Function of the anus

The anus allows intestinal continence, which is the voluntary control of the passage of bowel movements. The waste is massaged along the large intestine by waves of muscle contractions (peristalsis). Once the excess water is removed, the waste is temporarily stored in the rectum.

The rectum is attached to the anus, which is a short tube containing a muscular ring ( sphincter ) that can be opened at will to allow the expulsion of stool. The membranous lining of the anus is called anal mucosa.

An anal fissure is a tear in the anal mucosa.

Causes

Some of the causes include:

  • Chronic constipation
  • A rough or excessive cleaning of the anus.
  • Diarrhea.
  • Inflammation of the anus and rectum.
  • Crohn’s disease .
  • Scratching (as a reaction to infection with pinworms, for example).
  • Anal injury
  • The pregnancy.
  • Part.
  • Rectal cancer.

Complications of the fissure in the anus

Anal fissures are not associated with more serious diseases, such as bowel cancer , although anal cancer can mimic an anal fissure. Some of the possible complications of an anal fissure include:

Chronic anal crack: the tear does not heal. Over time, this can cause extensive scar tissue at the site of the fissure (sentinel pile).

Anal fistulas: anomalous “tunnels” join the anal canal with the surrounding organs, usually other parts of the intestine.

Anal stenosis: the anal canal narrows abnormally due to the spasm of the anal sphincter or the contraction of the resulting scar tissue.

Diagnosis

An anal fissure is diagnosed using a series of tests that include:

  • Physical exam.
  • Inspection of the anus and rectum with a thin instrument (anoscope).

Treatment for anus fissure

Medical treatment for an anal fissure may include:

  • Medication to relieve pain.
  • Laxatives
  • Anesthetic creams
  • Nitroglycerin creams or Botox injections to relax the associated muscle spasm.
  • Surgery.

Surgery for anal fissures:

Severe anal fissures should be corrected surgically.

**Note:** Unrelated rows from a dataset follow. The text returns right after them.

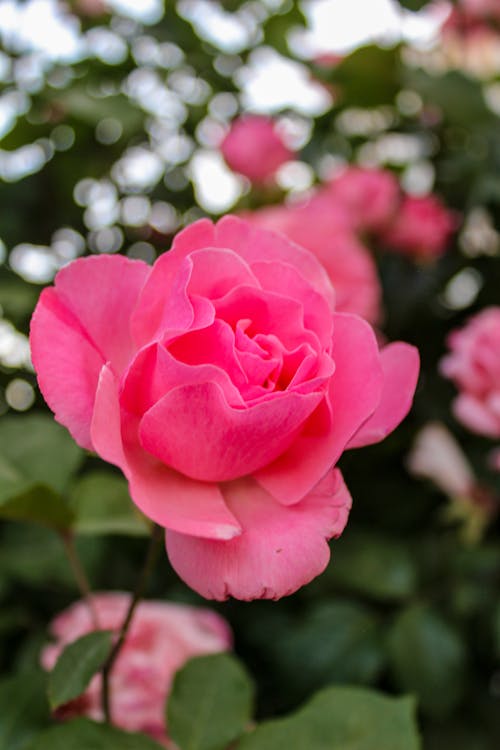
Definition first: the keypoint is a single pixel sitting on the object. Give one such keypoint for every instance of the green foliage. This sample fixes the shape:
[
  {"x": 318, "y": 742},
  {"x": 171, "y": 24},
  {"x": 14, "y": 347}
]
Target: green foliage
[
  {"x": 76, "y": 666},
  {"x": 87, "y": 735},
  {"x": 341, "y": 719},
  {"x": 23, "y": 709},
  {"x": 210, "y": 704}
]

The fissure and associated scar tissue are removed. Sometimes, a thin portion of the anal sphincter muscle is also removed , as this helps the wound heal better. (Cutting and suturing this muscle does not interfere with the control of the patient’s sphincter).

The operation, called lateral internal sphincterotomy, can be performed with local anesthesia. About nine out of 10 people will never experience another anal fissure.

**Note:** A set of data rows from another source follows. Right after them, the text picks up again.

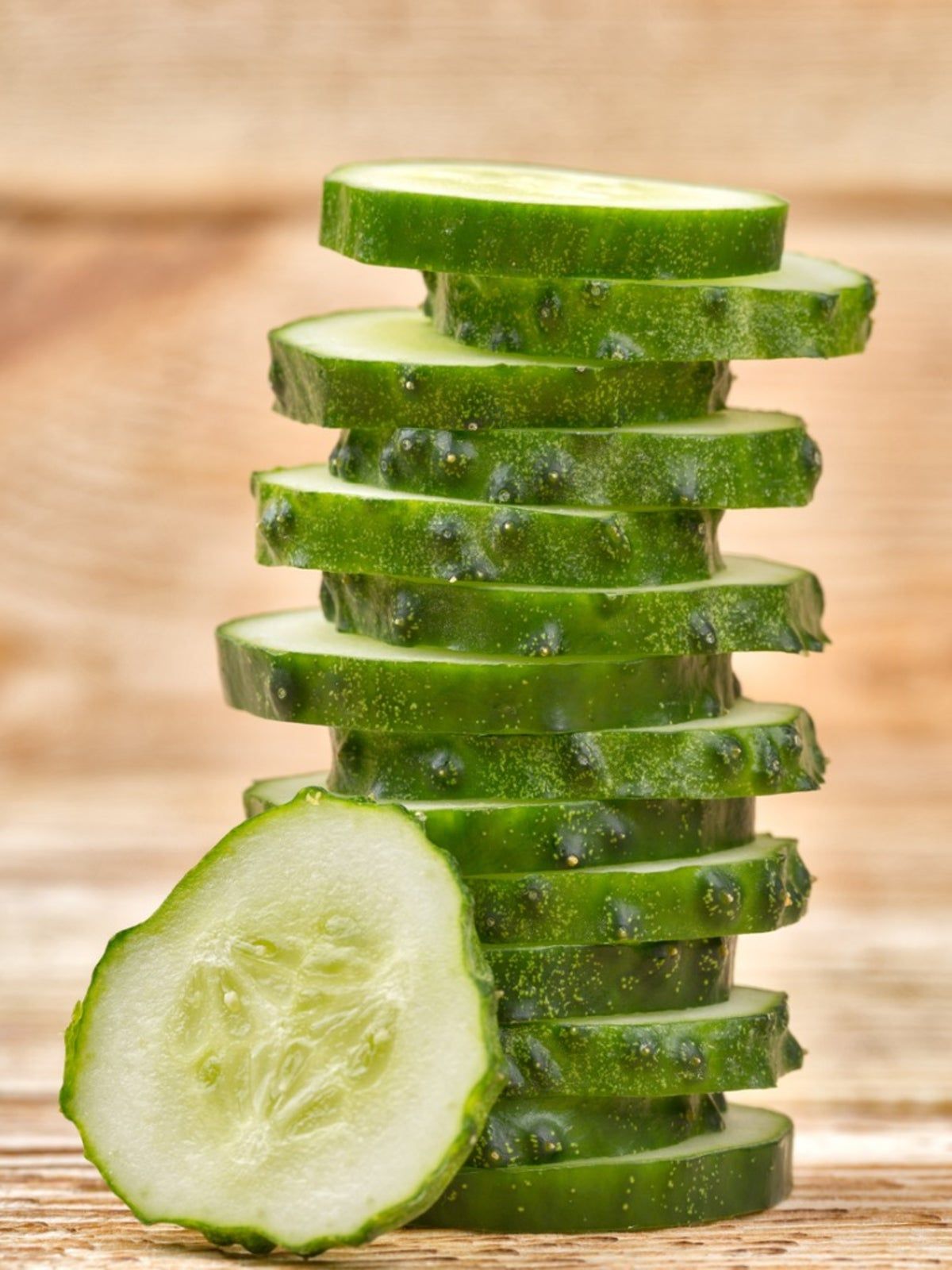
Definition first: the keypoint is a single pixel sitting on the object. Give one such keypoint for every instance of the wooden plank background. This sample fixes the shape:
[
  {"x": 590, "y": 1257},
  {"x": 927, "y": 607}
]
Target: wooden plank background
[{"x": 159, "y": 171}]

Self-help for anal fissures:

Be guided by your health professional, but general suggestions include:

  • Apply petroleum jelly at the anus.
  • Consult your chemist for advice on specific ointments for anal pain.
  • Take regular seat baths (salt baths), which involves sitting in a shallow bath of warm water for about 20 minutes.
  • Use baby wipes instead of toilet paper.
  • Take a shower or bathe after each bowel movement.
  • Drink six to eight glasses of water every day.

Prevention

Many cases of anal fissures are caused by chronic constipation. Suggestions include:

  • Eat a diet high in fiber.
  • Drink plenty of water to help soften the stool.
  • Consider using a fiber supplement (such as Metamucil).
  • Be sure to clean gently after going to the bathroom.

Things to remember

  • The stools are stored temporarily in the rectum and are expelled from the body through the anus.
  • An anal fissure is a tear or split in the lining of the anus (anal mucosa).
  • Symptoms include pain and bright red blood from the anus.
  • Treatment options include laxatives and surgery.
  • Self-help suggestions include switching to a high fiber diet and drinking lots of water.
  • Cancer of the anus can mimic an anal fissure.